For purposes of this course "modernism" and "postmodernism" may be schematically contrasted as follows:
 

Modernism

 
1. personal identity problematic; solutions=autonomy, minimal man, anti-hero

2. primacy of art (a) life a "work of art"; artist hero (b) sacralization of culture 

3. authenticity
 
4. positive view of conflict 

5. willingness to live with uncertainty; self-
consciousness (individual) as goal

Postmodernism

1. id problematic but find solution in relationships, community,"socialization of authority"

2. valorization of popular culture; breakdown life/art distinction; overcomes the antipathy of modernism to mass culture as"inauthentic"

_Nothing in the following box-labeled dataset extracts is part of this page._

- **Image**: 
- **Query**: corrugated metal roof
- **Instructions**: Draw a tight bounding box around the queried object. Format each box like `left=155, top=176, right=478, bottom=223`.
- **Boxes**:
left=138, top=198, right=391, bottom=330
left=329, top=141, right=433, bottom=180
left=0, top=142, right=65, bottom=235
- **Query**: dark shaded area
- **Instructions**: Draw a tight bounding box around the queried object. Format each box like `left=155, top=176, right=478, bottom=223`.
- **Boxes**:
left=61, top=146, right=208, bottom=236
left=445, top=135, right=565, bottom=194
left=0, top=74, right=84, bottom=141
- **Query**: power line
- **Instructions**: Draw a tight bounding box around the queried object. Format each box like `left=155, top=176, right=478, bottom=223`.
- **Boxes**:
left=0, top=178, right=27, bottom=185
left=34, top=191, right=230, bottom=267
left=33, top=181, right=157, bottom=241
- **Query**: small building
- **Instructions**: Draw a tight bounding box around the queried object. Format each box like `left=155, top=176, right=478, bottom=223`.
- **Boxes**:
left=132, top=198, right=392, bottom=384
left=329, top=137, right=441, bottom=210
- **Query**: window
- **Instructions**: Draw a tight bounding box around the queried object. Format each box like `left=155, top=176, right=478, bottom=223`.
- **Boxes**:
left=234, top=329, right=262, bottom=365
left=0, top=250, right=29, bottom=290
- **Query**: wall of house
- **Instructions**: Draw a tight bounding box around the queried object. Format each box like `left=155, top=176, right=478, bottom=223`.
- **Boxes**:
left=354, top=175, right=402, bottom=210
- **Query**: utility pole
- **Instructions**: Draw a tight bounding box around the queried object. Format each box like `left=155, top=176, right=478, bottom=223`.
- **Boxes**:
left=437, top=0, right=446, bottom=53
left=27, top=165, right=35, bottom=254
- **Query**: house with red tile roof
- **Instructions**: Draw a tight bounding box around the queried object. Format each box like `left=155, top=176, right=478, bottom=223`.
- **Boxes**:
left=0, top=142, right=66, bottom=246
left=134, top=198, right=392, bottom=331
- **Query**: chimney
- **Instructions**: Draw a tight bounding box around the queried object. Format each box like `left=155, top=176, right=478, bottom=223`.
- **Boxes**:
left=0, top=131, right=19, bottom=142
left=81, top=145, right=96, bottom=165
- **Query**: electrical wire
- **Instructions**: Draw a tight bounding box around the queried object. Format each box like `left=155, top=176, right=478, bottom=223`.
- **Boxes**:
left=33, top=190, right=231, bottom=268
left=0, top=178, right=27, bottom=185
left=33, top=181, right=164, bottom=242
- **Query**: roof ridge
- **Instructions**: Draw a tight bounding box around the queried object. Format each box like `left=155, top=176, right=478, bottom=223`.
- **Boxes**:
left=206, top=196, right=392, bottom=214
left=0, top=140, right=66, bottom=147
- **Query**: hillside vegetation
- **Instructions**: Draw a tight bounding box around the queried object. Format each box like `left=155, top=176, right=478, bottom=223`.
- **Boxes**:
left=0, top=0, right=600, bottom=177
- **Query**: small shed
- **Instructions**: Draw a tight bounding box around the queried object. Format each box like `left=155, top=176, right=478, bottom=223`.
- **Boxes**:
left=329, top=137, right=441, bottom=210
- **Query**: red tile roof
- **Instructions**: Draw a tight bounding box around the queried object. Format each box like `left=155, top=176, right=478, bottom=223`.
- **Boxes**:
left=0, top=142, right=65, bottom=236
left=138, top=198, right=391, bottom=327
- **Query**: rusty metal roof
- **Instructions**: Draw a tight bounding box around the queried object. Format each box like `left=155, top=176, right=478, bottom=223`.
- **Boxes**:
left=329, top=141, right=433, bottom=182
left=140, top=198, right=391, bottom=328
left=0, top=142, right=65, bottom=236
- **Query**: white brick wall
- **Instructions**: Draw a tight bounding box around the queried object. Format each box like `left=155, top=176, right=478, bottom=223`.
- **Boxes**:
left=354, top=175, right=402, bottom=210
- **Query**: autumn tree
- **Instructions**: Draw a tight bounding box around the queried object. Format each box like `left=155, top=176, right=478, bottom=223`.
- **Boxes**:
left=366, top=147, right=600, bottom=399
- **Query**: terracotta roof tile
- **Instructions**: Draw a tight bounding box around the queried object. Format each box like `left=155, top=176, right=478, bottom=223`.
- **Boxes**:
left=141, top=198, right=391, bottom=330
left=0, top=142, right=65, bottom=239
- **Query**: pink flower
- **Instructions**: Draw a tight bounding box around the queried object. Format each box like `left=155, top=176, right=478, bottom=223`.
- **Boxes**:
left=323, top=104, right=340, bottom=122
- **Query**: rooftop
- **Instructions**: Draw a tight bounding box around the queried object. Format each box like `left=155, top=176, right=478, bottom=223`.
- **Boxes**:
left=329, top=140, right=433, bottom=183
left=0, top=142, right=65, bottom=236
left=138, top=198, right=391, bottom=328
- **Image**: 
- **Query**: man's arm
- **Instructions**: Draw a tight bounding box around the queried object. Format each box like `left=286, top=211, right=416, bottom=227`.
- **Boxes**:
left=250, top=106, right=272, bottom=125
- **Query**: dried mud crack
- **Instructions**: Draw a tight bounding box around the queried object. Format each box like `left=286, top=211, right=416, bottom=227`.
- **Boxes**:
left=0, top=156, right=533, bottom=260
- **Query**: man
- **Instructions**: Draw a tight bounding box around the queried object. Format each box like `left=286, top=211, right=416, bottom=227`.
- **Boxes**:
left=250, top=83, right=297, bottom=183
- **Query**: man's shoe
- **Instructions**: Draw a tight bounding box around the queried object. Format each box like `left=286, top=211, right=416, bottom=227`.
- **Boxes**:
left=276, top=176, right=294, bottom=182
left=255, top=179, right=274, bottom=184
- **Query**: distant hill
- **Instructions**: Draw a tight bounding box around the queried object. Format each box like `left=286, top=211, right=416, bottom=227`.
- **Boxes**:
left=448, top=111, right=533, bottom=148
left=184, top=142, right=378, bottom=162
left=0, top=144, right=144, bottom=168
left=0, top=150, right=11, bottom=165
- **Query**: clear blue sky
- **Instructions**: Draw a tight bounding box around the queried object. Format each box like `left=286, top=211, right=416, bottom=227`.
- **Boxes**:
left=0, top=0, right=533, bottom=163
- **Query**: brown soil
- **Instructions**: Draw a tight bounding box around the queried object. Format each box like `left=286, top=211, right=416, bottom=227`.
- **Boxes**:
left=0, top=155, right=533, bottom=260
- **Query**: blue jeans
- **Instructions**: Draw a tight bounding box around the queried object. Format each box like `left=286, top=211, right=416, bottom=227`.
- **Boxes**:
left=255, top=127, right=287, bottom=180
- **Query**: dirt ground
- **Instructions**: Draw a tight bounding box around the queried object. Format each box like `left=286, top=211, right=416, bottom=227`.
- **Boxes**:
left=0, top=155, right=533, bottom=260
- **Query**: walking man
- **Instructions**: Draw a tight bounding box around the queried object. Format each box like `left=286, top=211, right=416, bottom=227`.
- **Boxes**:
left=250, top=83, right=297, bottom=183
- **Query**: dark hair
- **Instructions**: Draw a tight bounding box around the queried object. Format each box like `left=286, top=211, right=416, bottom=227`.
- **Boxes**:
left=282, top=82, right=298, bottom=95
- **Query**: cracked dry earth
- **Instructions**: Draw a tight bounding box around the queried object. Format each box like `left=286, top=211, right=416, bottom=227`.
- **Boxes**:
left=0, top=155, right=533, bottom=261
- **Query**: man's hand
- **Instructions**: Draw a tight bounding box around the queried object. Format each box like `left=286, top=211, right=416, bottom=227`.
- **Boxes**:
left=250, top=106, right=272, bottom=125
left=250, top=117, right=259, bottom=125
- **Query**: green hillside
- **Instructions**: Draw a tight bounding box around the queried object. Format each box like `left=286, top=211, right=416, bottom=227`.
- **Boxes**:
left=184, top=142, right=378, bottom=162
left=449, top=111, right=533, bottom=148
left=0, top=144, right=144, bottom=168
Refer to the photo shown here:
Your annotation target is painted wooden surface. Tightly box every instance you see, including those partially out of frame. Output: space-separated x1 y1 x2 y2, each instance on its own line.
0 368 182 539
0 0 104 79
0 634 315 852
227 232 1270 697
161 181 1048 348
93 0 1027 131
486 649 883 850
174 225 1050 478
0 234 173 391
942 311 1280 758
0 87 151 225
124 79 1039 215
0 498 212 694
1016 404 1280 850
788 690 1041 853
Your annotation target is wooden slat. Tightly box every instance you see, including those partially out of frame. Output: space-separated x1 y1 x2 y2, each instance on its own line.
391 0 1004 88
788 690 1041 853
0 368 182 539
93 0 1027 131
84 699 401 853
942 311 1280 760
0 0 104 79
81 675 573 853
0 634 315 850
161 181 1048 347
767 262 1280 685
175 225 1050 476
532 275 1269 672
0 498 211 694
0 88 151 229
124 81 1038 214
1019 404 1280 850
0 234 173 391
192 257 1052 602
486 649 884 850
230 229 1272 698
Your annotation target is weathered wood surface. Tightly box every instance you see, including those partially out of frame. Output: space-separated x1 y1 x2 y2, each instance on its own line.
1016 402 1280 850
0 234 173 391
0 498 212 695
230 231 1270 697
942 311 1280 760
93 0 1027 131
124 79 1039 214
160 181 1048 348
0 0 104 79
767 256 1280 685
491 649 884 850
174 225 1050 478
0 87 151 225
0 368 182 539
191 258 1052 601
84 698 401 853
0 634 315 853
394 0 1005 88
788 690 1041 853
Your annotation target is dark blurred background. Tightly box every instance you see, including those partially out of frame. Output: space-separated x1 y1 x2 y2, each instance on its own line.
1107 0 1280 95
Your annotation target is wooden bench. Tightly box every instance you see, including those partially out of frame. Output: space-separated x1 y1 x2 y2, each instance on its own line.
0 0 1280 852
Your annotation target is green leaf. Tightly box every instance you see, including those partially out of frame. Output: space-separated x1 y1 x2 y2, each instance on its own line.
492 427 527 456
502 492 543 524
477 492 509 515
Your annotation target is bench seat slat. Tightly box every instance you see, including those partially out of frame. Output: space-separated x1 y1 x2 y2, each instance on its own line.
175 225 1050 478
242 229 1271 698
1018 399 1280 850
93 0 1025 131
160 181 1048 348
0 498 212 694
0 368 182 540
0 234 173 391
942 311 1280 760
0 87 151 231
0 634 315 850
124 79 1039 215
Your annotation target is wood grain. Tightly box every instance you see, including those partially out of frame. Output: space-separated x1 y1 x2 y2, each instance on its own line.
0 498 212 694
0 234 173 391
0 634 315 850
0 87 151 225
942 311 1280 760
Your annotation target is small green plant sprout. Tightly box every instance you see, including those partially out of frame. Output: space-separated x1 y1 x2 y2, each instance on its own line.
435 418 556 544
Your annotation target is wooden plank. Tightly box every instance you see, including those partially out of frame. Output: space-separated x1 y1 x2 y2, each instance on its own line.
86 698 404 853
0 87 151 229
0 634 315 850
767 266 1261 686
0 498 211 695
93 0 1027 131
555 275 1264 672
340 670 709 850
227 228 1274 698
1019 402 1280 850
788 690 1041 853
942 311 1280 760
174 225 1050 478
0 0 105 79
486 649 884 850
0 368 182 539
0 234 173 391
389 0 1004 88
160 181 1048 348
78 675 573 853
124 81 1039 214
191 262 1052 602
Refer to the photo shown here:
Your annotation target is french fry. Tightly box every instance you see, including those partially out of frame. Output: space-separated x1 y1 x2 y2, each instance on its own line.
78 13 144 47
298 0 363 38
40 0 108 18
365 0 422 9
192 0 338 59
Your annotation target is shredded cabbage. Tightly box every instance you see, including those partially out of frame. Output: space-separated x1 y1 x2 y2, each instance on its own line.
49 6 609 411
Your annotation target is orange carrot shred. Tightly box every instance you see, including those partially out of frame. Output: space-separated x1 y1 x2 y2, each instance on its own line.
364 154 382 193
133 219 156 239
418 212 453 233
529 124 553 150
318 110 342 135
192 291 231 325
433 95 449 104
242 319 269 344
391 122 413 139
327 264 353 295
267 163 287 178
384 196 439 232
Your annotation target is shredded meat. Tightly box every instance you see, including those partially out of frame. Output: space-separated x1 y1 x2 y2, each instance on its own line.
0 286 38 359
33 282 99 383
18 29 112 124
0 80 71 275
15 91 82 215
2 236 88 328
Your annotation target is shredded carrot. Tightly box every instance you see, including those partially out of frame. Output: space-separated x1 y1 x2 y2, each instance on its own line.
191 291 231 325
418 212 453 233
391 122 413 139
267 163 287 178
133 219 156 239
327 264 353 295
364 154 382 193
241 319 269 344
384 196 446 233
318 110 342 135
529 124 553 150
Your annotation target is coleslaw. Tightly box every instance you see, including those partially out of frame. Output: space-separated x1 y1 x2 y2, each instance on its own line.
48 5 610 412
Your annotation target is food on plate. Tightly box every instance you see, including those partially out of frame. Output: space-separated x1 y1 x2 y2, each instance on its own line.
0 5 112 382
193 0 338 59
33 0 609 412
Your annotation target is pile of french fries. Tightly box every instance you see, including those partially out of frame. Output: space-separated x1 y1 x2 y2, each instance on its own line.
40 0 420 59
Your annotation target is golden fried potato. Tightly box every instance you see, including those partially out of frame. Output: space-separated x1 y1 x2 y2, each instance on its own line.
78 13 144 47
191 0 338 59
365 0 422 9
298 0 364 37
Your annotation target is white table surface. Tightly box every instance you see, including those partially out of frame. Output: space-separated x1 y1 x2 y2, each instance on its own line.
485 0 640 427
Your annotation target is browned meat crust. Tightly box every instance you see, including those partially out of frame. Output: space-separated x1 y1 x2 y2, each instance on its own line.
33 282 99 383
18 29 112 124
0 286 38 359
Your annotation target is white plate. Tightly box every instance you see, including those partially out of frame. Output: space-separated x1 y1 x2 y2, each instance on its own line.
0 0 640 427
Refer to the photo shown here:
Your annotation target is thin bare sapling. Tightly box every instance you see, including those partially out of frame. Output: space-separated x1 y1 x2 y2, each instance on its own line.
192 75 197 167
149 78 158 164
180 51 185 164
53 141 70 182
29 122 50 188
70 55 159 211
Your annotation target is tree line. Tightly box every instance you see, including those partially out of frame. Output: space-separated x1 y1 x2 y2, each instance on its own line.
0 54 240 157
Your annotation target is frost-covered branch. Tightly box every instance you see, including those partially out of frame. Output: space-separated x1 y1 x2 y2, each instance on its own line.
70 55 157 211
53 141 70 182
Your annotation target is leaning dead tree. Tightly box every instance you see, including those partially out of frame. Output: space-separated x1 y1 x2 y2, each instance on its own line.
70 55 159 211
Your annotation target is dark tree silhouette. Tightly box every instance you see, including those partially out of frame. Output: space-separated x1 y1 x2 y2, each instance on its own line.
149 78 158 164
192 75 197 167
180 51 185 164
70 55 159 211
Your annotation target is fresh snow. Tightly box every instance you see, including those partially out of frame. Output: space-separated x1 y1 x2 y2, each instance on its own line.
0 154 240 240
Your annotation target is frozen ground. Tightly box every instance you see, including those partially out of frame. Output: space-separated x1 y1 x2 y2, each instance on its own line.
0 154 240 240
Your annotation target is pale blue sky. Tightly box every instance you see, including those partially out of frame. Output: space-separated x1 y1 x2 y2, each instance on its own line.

3. imitation; quoting icons of mass cult; pastiche

4. elimination of conflict (see concluding
portions of Gergen, Saturated Self)

5. seek security ; obliteration of self; anti-individualism of modernism


*Singal: "Where Americans once sought an antidote to excessive repression, they may now be searching out a remedy for excessive liberation."
 
****moderism vs. modernization. (cf. Lears, anti-modernism) . Varous terminological confusions
 
#this class and the next will explore these roots, and the social context in which American modernism first developed with reference to: : Henry Adams ; the trio of essays/literary critics (Bourne, Cowley, and V.W.Brooks; and the filmmaker D.W. Griffiths (briefly); . Of these only Adams was a "true" modernist. But the careers of the others reveal the forces--intellectual and sociological--that prepared the way for the development of an American "modernism."
 



I. Henry Adams (1840-1918)
 
* Adams in the Education works his way through the tensions and problems of modernity in a fashion that is recognizably "modernist" as Singal defines the term. The "Henry Adams" of the Education is thus the first authentic "modernist" in American writing, give or take an Ishmael or two.
 
**central paradox of the Education is its projection of "failure" of a life than was, by most conventional standards a great success. If George Bush "finds himself on third base and thinks he has hit a triple" --as the line concerning his background has it-- then Henry Adams hit a homer but couldn't get to first base. [details of life and background)
 
***Nature of "autobiography" (analysis of "Preface" of Education) [class handout]
 
A. The central dilemma of the Education (and of Adams life) is the plight of the religious sensibility in a modern "demystified" world.
 
1. Medieval Christianity had a "unity" in Adams view that has been replaced by modern "multiplicity."
 
2. problem traced by to Protestantism which alienates man from God, while denying spiritual force of symbolic representations that give the sense of ones with God a tangible immediacy. Throws individual back on self with all resulting anxieties.
 
3. Education as search for new unity through science, and symbols to replace those of Christianity (Dynamo for Virgin).
 
B. The structure and argument of the Education nicely illustrates Singal's view of modernism, as Adams explores all the unresolved contradictions of Victorian culture, while rejecting all the easy ways the Victorians attempted to ignore or dissolve the tensions in their experience. Use of "Darwinism" in Education illustrates.
 
C. In "Dynamo and Virgin" chapter Adams finds what for the moment seems an appropriate symbol for the unity that science promises. Analysis of Adams, "Dynamo and the Virgin, "H&C, selection
 
D. In subsequent chapters, however, he attempts once again to translate this religious "vision" into the language of intellect, and ends in despair-or almost. At close, the "manikin," a reduced by still persevering Adams, looks forward to a world which sensitive creatures could observe without a "shudder."
 
Note: discussion raises issues of whether "history" was possible given Adams views of discontinuity; sources, examples, and motives behind his insistence on disjunctures in experience. View of history re: recent post-modernist theorists, e.g. Hayden White.
 
*see Lears, No Place of Grace ch. 7 for parallel reading of Adams, with nice Freudian twist.